- Theatrical poster featuring actors Noah Reid and Melanie Leishman
- Directed by: James Genn
- Written by: Dane Clark
- Produced by: Geordie Sabbagh
- Starring: Noah Reid Melanie Leishman
- Cinematography: Arthur E. Cooper
- Edited by: Kye Meechan
- Music by: Dave Genn
- Production companies: Canadian Film Centre Geordie Sabbagh Productions
- Distributed by: Entertainment One
- Release date: September 2012 (Cinéfest);
- Running time: 85 minutes
- Country: Canada
- Language: English

= Old Stock (film) =

Old Stock is a 2012 Canadian romantic comedy-drama film, directed by James Genn.

The film stars Noah Reid as Stock Burton, a young man who has spent two years acting as if he were already elderly, living with his grandfather Harold (Danny Wells) in a retirement home, to escape the disapproval of the community after having been unwittingly responsible for an accident that disrupted his high school graduating prom. One day he meets and connects with Patti (Melanie Leishman), a woman who is teaching dance classes at the senior's home as community service after being found guilty of pyromania, who may finally provide the impetus for Stock to move out of the retirement home and start living life as a young man again.

==Production==
Old Stock had a three-week shoot with several scenes filmed November 2011 in Orangeville at a real retirement home, the Lord Dufferin Centre.

==Distribution==
The film premiered at the 2012 Cinéfest Sudbury International Film Festival, before going into commercial release in 2013.

==Critical response==
Geoff Pevere of The Globe and Mail rated the film 2.5 stars, writing that "populated with winningly eccentric personalities (the odd-couple pairing of Reid and Leishman is especially appealing, in a mutually maladroit kind of way), chuckle-tickling one-liners and a universal conviction in the abiding but redeemable silliness of the human condition, Old Stock is an amiably warm celebration.
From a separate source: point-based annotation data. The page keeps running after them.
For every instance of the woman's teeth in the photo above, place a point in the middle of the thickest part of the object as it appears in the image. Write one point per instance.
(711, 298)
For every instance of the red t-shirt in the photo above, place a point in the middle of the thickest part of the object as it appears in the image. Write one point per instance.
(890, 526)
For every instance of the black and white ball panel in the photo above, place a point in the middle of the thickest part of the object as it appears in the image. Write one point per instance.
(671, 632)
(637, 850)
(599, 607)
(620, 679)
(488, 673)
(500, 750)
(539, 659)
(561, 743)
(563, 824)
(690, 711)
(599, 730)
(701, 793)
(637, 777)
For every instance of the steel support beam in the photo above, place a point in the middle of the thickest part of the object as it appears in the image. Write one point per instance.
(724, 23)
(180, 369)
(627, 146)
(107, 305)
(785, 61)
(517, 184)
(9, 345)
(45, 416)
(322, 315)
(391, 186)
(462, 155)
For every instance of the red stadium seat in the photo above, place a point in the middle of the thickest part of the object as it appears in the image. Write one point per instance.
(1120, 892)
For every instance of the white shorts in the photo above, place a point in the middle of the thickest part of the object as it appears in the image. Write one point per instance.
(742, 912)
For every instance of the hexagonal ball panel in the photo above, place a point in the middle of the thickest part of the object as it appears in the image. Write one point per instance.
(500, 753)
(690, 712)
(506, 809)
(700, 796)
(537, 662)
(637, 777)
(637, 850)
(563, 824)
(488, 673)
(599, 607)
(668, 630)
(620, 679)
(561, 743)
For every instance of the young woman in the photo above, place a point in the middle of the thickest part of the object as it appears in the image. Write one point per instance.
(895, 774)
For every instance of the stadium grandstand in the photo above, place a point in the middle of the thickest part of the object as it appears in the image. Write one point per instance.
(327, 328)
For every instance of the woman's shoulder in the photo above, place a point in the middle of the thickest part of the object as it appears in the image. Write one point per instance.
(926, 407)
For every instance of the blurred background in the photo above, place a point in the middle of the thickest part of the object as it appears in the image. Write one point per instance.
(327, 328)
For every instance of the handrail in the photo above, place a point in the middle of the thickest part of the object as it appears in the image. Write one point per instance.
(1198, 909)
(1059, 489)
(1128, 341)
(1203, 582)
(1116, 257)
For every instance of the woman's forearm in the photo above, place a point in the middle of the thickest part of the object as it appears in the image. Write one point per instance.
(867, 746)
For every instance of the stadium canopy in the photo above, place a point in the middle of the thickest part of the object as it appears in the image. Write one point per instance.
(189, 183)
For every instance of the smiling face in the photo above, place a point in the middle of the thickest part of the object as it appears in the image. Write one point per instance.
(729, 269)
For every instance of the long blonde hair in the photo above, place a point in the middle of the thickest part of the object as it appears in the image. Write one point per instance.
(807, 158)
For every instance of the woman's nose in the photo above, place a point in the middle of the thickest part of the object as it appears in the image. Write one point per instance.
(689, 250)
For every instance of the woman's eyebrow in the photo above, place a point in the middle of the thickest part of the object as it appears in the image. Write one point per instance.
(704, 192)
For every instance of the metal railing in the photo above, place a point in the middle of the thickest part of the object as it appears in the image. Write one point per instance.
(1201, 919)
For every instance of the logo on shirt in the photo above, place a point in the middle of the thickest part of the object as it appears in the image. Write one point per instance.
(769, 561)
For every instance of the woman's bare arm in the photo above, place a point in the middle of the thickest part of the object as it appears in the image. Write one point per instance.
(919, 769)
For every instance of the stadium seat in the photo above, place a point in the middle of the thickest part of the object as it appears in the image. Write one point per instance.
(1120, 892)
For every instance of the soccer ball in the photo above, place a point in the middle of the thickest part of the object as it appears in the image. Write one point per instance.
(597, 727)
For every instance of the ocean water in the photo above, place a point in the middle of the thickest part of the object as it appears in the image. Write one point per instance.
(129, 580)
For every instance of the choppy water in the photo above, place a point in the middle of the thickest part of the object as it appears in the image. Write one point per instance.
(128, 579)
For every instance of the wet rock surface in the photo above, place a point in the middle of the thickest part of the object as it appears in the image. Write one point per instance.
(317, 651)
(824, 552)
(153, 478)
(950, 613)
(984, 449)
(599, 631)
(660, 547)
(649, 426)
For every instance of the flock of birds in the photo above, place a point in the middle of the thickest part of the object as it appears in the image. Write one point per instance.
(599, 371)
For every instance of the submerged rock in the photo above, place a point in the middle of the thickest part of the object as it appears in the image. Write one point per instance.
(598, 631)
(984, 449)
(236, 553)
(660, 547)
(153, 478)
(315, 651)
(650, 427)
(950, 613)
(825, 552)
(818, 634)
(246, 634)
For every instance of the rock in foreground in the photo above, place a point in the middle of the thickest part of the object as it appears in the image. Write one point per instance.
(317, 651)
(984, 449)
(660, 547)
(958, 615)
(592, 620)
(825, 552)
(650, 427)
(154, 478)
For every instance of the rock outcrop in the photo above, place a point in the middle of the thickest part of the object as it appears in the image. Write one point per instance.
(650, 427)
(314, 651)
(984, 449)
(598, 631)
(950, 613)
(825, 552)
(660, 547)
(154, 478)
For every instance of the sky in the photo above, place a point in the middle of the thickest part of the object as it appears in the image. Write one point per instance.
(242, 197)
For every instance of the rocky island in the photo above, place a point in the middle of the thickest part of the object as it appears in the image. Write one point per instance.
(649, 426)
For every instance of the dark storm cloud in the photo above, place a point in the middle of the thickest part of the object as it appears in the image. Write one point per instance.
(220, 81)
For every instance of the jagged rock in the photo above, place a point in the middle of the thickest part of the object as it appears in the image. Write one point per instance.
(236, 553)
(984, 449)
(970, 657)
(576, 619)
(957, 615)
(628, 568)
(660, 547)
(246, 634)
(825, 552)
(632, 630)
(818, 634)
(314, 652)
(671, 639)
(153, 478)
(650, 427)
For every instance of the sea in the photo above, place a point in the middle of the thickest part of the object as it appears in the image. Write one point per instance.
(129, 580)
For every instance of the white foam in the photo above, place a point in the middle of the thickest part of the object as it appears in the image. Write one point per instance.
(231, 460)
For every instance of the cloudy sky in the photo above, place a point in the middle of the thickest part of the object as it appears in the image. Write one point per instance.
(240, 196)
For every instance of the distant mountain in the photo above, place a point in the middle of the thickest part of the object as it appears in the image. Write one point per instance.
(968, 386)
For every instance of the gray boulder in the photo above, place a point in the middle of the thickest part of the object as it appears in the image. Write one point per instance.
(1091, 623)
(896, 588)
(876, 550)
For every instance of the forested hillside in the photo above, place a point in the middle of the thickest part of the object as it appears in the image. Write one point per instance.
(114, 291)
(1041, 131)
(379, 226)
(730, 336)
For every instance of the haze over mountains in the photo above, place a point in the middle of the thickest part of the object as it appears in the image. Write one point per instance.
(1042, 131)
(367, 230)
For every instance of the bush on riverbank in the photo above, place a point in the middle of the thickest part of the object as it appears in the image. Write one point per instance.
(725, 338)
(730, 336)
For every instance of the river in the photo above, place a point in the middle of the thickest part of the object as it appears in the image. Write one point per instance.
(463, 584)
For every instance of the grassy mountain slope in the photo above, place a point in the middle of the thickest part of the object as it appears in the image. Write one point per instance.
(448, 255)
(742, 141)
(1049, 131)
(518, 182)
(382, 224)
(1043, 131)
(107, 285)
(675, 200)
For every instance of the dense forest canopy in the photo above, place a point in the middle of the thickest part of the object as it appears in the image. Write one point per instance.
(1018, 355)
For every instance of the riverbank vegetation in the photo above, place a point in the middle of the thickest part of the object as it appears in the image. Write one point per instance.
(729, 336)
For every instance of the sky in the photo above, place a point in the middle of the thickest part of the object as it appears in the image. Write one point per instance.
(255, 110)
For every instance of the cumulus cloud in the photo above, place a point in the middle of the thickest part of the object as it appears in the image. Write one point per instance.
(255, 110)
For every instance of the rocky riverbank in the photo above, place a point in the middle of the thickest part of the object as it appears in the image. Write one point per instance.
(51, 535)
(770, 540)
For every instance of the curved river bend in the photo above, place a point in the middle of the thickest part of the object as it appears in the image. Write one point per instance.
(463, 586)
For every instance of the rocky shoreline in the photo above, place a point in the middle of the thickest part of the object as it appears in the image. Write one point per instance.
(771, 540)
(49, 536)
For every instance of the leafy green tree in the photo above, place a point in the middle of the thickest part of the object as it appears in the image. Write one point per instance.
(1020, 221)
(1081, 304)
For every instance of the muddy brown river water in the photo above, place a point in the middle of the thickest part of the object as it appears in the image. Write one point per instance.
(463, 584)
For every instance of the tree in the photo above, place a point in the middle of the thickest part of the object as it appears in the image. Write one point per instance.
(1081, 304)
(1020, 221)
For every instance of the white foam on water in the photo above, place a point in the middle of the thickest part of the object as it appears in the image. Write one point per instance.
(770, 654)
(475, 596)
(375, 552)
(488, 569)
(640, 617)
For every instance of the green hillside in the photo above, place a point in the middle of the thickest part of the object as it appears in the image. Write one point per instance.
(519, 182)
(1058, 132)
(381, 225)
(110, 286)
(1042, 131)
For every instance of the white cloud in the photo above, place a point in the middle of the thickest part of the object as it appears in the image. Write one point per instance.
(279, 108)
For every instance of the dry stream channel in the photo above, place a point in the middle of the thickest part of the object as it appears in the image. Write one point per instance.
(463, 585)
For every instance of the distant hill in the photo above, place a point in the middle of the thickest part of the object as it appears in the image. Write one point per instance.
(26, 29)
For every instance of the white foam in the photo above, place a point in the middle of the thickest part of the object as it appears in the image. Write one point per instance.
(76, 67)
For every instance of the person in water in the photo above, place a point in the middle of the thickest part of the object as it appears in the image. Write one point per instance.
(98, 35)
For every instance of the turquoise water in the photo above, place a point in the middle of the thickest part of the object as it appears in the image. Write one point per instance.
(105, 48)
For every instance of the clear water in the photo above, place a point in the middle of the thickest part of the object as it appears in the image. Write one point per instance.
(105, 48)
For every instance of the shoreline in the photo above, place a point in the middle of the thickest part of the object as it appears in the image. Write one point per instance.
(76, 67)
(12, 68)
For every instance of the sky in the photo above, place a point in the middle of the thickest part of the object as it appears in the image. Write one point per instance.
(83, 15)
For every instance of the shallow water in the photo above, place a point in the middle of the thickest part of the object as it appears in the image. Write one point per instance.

Wear it like one of Stock's sweater vests and stand for the national anthem."

Linda Barnard of the Toronto Star was more negative, writing that the film's blending of comedic and dramatic tones didn't mesh, and concluding that "with a nod to John Hughes, director James Genn makes the best of what is clearly a limited budget. But Dane Clark's script is too twee and sitcom-like for its own good."

For Exclaim!, Scott Gray rated the film six out of ten, writing that "having something real to say about the uselessness of dwelling in the past or allowing oneself to become paralyzed by guilt over a random act of life is only enhanced by consistent, often subtle performances and Genn's use of forced-perspective to reinforce the supporting theme of encroaching modernity."

==Awards==
The film received three Canadian Comedy Award nominations at the 15th Canadian Comedy Awards in 2014, for Best Feature Film, Best Direction in a Feature (James Genn) and Best Writing in a Feature (Dane Clark).

Dave Genn received a Leo Award nomination for Best Musical Score in a Feature Length Drama in 2013.

Dane Clark's screenplay for the film was a Praxis Screenwriting Competition Winner.